[英]How many time a string value of a cell is repeated in other column of pandas data frame?
I am trying to find out the number of times each cell value of column A appears in all the cells of the other column B using pandas.我正在尝试使用 pandas 找出 A 列的每个单元格值出现在另一列 B 的所有单元格中的次数。 for example for cell A1 value, we need to vlookup its value in all cells of column B and to find out in how many cells of column B it's repeated and then put the count value against it in the column C.
例如对于单元格 A1 的值,我们需要在 B 列的所有单元格中查找它的值,并找出它在 B 列的多少个单元格中重复,然后将计数值放在 C 列中。 I checked all the possible solutions such as using contains, extract, groupby, etc but no result.
我检查了所有可能的解决方案,例如使用包含、提取、分组等,但没有结果。 also, the value in the B column has no special text pattern to can define it in the code.

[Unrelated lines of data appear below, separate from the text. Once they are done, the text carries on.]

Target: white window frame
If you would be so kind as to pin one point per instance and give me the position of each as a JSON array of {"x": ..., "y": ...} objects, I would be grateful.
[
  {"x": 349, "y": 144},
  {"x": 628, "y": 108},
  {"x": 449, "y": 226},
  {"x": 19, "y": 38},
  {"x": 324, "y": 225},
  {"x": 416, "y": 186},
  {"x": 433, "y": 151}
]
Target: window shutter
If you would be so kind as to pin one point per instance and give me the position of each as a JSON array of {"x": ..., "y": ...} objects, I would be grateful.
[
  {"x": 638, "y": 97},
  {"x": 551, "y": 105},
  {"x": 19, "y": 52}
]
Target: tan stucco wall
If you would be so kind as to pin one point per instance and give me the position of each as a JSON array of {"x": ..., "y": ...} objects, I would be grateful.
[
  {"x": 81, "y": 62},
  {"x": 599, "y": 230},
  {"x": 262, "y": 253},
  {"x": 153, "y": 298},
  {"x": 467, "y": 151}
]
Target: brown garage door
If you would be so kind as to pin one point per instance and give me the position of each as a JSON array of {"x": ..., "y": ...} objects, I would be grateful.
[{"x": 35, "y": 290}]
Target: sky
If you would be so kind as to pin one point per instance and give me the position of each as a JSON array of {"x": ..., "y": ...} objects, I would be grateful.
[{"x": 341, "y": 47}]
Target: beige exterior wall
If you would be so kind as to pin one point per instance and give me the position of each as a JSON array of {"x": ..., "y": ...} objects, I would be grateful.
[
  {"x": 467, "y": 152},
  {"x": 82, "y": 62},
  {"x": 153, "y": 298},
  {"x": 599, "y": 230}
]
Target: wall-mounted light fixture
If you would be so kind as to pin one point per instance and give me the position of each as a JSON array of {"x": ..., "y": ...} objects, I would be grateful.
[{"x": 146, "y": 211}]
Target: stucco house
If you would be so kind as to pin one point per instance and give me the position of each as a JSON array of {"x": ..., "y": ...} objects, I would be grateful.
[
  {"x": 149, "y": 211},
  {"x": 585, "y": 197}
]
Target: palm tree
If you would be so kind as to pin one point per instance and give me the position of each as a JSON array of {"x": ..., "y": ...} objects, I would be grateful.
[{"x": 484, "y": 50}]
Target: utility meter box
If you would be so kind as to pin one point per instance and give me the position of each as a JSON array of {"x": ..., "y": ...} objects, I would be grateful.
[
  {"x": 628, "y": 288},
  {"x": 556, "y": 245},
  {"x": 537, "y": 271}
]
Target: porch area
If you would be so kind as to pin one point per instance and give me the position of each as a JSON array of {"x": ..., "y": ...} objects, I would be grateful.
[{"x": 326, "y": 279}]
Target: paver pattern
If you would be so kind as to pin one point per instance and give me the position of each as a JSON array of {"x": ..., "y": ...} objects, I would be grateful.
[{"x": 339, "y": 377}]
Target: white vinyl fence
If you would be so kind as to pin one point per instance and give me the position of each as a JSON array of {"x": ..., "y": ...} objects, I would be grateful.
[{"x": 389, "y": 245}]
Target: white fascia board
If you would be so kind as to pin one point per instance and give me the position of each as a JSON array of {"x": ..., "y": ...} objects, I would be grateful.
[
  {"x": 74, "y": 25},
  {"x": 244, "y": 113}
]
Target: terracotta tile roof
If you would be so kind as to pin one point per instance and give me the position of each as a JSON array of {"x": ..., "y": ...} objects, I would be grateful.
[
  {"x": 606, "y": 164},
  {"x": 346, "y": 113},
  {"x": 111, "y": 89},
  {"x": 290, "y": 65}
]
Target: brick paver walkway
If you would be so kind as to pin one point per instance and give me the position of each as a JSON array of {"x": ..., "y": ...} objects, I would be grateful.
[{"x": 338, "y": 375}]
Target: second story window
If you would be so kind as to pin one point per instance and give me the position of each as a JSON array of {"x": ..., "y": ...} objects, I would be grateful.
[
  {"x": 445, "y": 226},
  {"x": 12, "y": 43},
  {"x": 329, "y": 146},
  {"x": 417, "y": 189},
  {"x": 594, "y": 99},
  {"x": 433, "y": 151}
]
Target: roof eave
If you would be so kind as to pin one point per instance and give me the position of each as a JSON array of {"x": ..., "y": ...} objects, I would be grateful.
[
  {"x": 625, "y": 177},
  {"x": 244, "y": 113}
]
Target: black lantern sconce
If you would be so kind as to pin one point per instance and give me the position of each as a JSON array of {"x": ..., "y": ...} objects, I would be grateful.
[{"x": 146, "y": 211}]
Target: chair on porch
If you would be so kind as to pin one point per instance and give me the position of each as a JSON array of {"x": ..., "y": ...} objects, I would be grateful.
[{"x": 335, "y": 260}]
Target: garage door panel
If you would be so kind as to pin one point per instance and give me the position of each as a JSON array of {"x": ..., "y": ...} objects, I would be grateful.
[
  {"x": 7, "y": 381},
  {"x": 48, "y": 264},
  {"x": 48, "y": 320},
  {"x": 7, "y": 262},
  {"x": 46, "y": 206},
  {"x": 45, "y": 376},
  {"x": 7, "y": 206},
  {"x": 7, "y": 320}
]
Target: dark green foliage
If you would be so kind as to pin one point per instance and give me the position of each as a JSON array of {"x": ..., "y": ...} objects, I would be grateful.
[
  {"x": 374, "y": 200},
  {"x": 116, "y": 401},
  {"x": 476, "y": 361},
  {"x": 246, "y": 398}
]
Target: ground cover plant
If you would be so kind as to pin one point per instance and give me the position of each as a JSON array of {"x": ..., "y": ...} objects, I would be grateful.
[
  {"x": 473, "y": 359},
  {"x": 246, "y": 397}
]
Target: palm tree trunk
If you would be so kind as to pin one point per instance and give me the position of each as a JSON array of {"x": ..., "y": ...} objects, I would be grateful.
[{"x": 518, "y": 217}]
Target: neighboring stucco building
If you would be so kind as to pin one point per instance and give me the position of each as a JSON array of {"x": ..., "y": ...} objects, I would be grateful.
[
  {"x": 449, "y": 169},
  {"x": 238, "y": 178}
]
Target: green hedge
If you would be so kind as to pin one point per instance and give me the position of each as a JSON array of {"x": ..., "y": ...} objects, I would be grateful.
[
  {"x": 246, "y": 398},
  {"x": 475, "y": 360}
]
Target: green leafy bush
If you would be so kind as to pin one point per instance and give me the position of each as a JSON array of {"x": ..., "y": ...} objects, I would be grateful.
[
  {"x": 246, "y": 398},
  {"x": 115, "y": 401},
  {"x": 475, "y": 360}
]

此外,B 列中的值没有特殊的文本模式可以在代码中定义它。
This is what I've as a data frame:这就是我作为数据框的内容:
A B C
============ =============================================== ========
T4561 T4561 (KHO ZAD)
E2962 E2962 (Bat - Rouchan),T5362(asw)
DT2172 T2172 (Masd),T2117 (Masd),T4561(fsd)
T6096 T6096 (Mara),H1005 (BAHH), H1049 (QIEH)
T5362 T5362 (SYMI (ABAI)),E0993,E7523(pwd)
E0993 E0993 (Tean),T4561,E0993(ssdc)
E1834 E1834 (Ahaz),T5362,E0993(sdw)
T2844 T2844 (Varmn),T3798 (QASIN), T3596 (Vara),T4561(qw)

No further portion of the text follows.